Industry and its friends in the agencies defend these indefensible ventures for “the jobs and lucrative…service industry” they support. That our public lands riches can be so casually trashed to create make-work for dying industries reminds us of the late stage of our 200-year fossil-fueled growth experiment. In our hopeless addiction to cheap resources, getting the fix is its own reward. And there’s no getting this monkey off our backs as long as extraction-pushing ideologues are in charge.
Wolves Guarding the Public Hen House
Unfortunately the Trump Administration is a veritable cartel of true believers in liquidating nature to benefit industry. Karen Budd-Falen, who comes from a prominent ranching family and spent decades suing the government over grazing regulations, is just one example. Atop the DOI, which manages roughly one-fifth of the U.S. land area, sits Secretary Doug Burgum.
Near the start of his tenure, Burgum addressed extractive industry execs as “customers” and called public lands “America’s balance sheet.” Trump’s pick to head the BLM, Steve Pearce, is known for using his time as New Mexico Congressman to push for selling off public lands, shrinking national monuments, and expanding drilling and mining.

Former “cowboy lawyer” Karen Budd-Falen, Associate Deputy Secretary at the Department of the Interior (image of Budd-Falen by Ark.
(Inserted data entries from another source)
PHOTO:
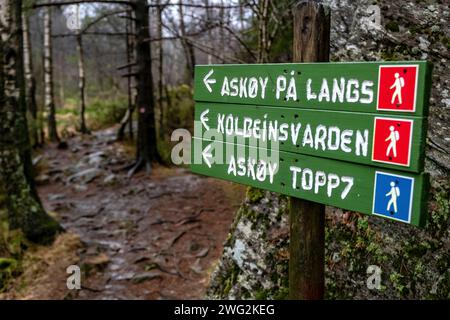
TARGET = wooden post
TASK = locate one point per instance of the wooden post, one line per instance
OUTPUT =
(307, 227)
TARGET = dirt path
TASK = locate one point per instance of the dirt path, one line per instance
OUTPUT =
(149, 237)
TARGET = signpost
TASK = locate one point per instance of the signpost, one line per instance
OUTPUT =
(347, 86)
(350, 135)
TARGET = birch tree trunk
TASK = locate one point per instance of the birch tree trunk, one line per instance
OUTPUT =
(209, 22)
(146, 149)
(128, 117)
(48, 77)
(187, 45)
(30, 80)
(263, 48)
(160, 67)
(81, 84)
(25, 211)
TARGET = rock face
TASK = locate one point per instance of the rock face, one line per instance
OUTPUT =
(414, 263)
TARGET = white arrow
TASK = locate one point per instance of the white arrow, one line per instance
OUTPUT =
(208, 81)
(204, 119)
(206, 154)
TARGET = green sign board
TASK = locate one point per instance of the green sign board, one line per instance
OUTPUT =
(346, 185)
(372, 87)
(350, 135)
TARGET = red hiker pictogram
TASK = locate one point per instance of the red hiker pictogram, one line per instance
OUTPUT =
(397, 87)
(392, 141)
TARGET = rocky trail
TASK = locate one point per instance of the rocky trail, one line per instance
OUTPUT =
(154, 236)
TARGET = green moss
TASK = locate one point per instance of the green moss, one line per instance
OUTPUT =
(230, 279)
(392, 26)
(254, 194)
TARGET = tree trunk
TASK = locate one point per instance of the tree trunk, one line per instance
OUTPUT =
(30, 81)
(160, 69)
(48, 77)
(130, 58)
(24, 208)
(209, 23)
(128, 117)
(263, 49)
(81, 84)
(146, 149)
(187, 45)
(307, 218)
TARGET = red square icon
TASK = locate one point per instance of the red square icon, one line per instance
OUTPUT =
(397, 87)
(392, 139)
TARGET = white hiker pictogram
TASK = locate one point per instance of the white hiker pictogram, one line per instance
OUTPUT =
(394, 194)
(394, 136)
(398, 84)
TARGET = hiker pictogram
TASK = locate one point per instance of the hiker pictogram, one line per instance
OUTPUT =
(398, 84)
(397, 87)
(393, 196)
(392, 140)
(393, 137)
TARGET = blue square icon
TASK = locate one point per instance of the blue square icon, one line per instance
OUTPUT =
(392, 196)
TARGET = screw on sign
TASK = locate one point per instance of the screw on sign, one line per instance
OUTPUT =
(397, 88)
(392, 141)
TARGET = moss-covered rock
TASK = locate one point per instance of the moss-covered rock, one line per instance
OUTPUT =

Agricultural Experiment Station, CC BY-SA 2.0; image of cattle destruction by Erik Molvar, WWP)
Such leadership only reinforces existing culture at the BLM. Nicknamed the “Bureau of Livestock and Mining,” the BLM has long catered to the demands of the livestock industry if only to avoid the meddling of the western congressmen who are at this industry’s beck and call.
In an interview with the Steady State Herald, Josh Osher, Public Policy Director with the Western Watersheds Project, said he worries not so much that this administration’s approach to public lands diverges wildly from the past. He worries about extractive industries becoming even more deeply entrenched in the agencies, so they are nearly impossible to dig out with a change of administration.
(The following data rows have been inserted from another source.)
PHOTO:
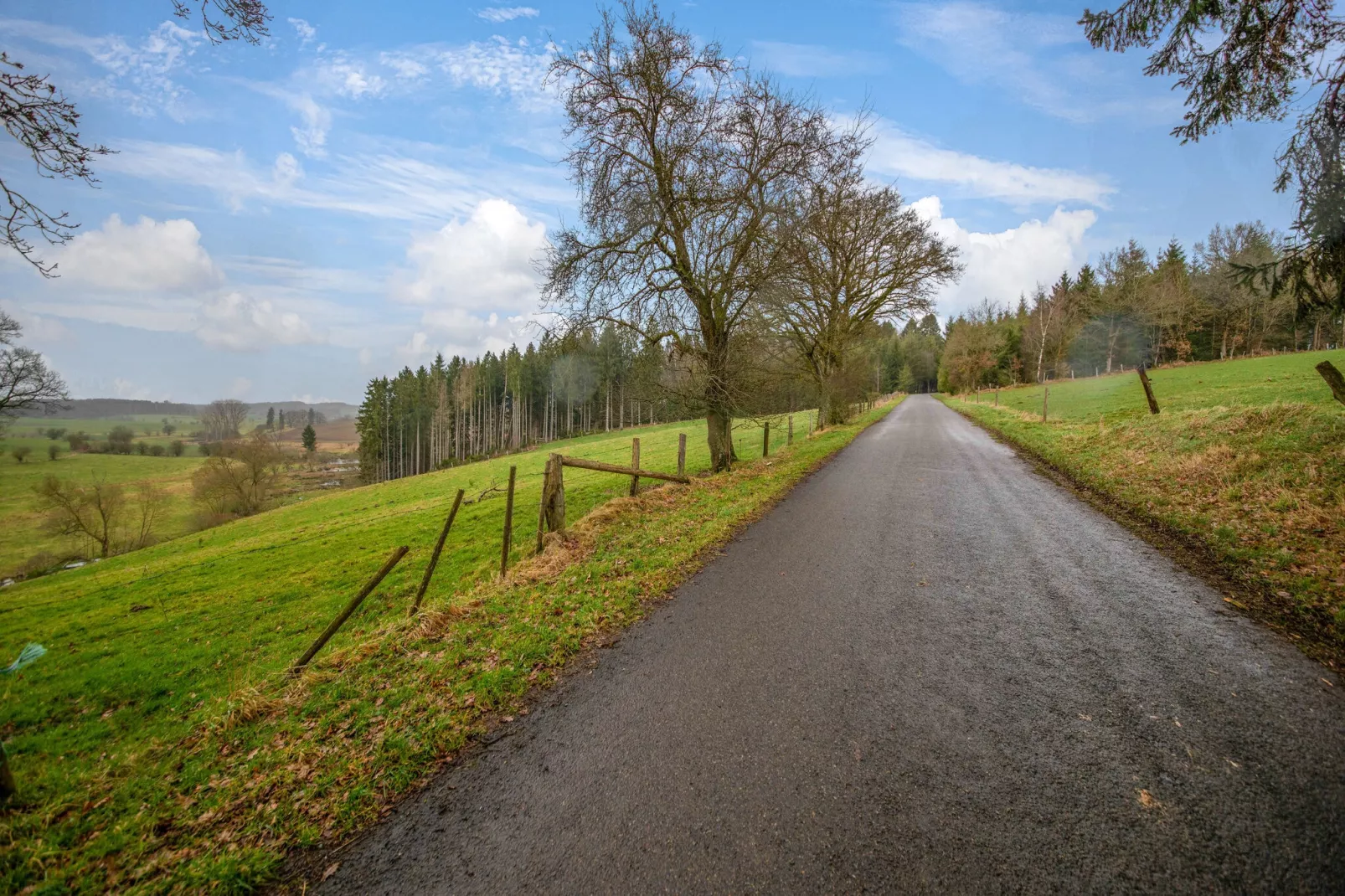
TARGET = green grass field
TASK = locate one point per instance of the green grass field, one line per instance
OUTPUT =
(126, 736)
(1243, 383)
(1247, 459)
(24, 538)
Few will be surprised that Trump is continuing the U.S. tradition of using public lands to promote the growth of industry. As Brian Czech recently described, Trump has geared the entire Administration and its policy choices to GDP growth.
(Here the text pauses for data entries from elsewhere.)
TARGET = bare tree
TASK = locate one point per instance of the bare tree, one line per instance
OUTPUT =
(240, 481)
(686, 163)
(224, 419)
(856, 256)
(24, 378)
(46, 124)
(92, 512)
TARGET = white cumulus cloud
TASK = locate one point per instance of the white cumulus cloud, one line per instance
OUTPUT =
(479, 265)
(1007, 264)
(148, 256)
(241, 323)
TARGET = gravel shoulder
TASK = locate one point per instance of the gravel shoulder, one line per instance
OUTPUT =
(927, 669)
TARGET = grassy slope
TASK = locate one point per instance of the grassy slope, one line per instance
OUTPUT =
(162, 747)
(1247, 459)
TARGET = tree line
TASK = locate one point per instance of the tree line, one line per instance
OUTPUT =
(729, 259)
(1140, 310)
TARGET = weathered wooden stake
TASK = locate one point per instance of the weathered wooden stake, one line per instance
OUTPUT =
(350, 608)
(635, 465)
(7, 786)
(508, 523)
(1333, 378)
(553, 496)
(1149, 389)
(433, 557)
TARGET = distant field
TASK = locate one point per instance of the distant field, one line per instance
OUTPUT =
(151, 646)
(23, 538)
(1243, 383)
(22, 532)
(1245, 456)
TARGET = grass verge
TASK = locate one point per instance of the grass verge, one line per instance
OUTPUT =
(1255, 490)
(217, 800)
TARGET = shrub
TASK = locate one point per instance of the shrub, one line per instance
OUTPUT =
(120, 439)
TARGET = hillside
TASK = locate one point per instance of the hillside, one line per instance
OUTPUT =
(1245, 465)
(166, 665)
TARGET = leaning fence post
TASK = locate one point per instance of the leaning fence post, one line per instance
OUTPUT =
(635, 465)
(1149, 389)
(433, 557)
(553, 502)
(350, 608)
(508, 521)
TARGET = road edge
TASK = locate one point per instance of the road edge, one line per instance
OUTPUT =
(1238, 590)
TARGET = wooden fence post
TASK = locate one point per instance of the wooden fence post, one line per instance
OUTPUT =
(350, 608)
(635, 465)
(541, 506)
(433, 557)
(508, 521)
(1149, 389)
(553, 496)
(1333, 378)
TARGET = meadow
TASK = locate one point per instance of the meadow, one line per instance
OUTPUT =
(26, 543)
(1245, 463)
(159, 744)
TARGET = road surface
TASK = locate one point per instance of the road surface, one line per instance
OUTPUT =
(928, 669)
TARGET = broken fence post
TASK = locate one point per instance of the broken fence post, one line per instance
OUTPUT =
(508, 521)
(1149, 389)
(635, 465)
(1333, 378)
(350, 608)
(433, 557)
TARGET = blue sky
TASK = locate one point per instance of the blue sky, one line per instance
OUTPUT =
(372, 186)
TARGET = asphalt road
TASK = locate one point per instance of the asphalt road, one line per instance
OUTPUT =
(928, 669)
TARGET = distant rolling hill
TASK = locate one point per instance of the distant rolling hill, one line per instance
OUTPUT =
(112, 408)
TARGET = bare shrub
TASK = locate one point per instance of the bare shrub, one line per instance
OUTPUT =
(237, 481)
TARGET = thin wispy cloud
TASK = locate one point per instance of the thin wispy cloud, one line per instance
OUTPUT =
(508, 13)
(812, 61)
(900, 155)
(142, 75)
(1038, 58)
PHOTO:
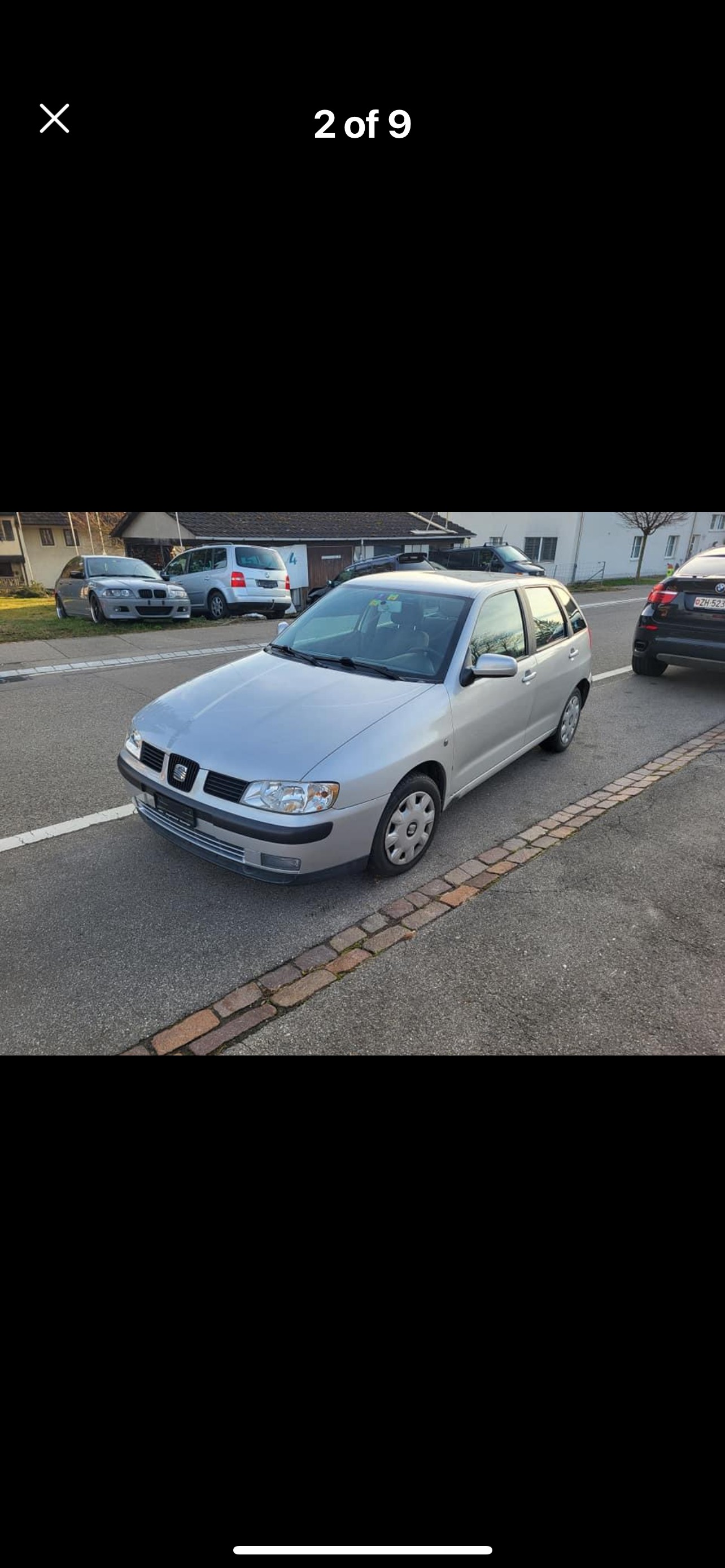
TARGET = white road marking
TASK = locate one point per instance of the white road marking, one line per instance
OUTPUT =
(137, 659)
(60, 829)
(603, 603)
(608, 674)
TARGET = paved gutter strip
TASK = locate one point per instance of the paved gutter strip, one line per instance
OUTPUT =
(137, 659)
(252, 1006)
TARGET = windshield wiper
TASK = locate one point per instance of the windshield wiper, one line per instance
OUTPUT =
(292, 653)
(360, 664)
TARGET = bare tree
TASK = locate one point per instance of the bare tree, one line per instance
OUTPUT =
(649, 523)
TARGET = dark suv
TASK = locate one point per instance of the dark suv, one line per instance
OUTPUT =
(488, 559)
(404, 562)
(683, 621)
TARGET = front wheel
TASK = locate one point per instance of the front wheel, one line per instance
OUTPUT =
(567, 726)
(216, 606)
(644, 665)
(407, 827)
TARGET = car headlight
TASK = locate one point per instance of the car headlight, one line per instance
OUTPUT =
(275, 795)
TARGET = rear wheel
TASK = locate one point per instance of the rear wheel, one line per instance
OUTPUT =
(567, 726)
(645, 665)
(407, 827)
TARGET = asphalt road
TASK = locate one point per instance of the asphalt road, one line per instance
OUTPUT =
(109, 934)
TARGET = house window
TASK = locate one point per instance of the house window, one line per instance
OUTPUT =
(540, 549)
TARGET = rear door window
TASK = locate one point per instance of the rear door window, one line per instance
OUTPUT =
(576, 618)
(547, 614)
(500, 628)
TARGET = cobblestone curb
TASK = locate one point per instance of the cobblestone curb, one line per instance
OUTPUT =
(253, 1004)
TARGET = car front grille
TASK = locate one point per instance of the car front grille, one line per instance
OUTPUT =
(192, 770)
(225, 787)
(194, 836)
(151, 756)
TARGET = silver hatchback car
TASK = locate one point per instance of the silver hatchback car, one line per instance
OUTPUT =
(309, 728)
(231, 579)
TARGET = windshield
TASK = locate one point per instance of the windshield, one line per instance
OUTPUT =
(510, 554)
(263, 560)
(404, 632)
(117, 567)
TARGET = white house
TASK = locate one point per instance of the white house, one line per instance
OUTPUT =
(583, 545)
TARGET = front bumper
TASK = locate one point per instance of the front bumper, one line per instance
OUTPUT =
(250, 841)
(170, 611)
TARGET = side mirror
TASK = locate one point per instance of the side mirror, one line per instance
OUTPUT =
(496, 665)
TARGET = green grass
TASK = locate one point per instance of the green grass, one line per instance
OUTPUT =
(24, 620)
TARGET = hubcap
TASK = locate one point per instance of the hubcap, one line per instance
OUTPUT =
(570, 719)
(410, 829)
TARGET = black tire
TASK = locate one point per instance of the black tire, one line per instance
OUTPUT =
(644, 665)
(421, 786)
(569, 724)
(217, 606)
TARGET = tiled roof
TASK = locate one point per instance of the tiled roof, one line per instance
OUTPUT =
(45, 519)
(308, 524)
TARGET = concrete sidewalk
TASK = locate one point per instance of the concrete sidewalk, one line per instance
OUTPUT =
(134, 645)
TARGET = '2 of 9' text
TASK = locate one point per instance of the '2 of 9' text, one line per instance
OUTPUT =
(399, 123)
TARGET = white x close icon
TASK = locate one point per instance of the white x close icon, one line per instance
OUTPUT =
(54, 118)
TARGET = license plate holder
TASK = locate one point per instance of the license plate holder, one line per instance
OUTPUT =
(176, 811)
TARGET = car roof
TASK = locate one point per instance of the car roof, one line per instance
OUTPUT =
(435, 584)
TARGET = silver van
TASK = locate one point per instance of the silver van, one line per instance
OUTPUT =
(233, 579)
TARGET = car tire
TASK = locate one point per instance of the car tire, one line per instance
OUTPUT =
(415, 794)
(217, 606)
(569, 724)
(645, 665)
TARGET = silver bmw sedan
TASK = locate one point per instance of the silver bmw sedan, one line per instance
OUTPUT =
(309, 728)
(117, 589)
It is stunningly ironic that a businessman known to admire artful deals would pursue so many bad ones. “It’s not profitable to raise beef on public lands,” says Osher. “But it is profitable when you get a million dollar check because it doesn’t rain. It’s never going to get better if we can’t change the incentives.”
As many extractive industries suffer from “Peak Everything,” political pressures will only mount to prop them up. Subsidies, tax breaks, and regulatory laxity on public lands may bring short-term economic growth to some rural towns, and definitely to a few CEOs and rancher hobbyists. But they come at great cost to the rest of us and the irreplaceable public lands we cherish.
Kirsten Stade is a staff writer at CASSE.